Among the amendments being considered is the Stop Enabling Sex Traffickers Act, which would change a section of a decades-old law that shields companies such as Facebook Inc, Amazon Inc and Alphabet Inc's Google from liability for content posted by their users, according to a Senate aide and three technology industry sources.
The sources, who requested anonymity to discuss ongoing private conversations, cautioned on Monday that the situation was fluid and the Republican Senate leadership might decide against allowing a vote on the amendment.

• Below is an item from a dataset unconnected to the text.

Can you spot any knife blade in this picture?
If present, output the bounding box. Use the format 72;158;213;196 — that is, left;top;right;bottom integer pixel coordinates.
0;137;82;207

But they also said it was likely to pass if there was a vote, a possibility that has alarmed internet companies. The underlying defense bill is considered must-pass legislation but would need to be reconciled with the House of Representatives and signed by President Donald Trump before becoming law.
Republican Senator Rob Portman introduced the online trafficking bill in August and has gained support from more than a fourth of the Senate.
Kevin Smith, a spokesman for Portman, declined to comment, saying only that the senator was focused on building more support for the measure.
The legislation would allow state attorneys general and victims of sex trafficking to pursue legal action against social media networks, advertisers and others who fail to keep exploitative material off their platforms.
Technology companies say the changes to Section 230 of the Communications Decency Act would impose impossible demands on online publishers and quash innovation. But some lawmakers and attorneys have argued that the statute has been too broadly interpreted to give companies too much leeway in avoiding responsibility for harmful content.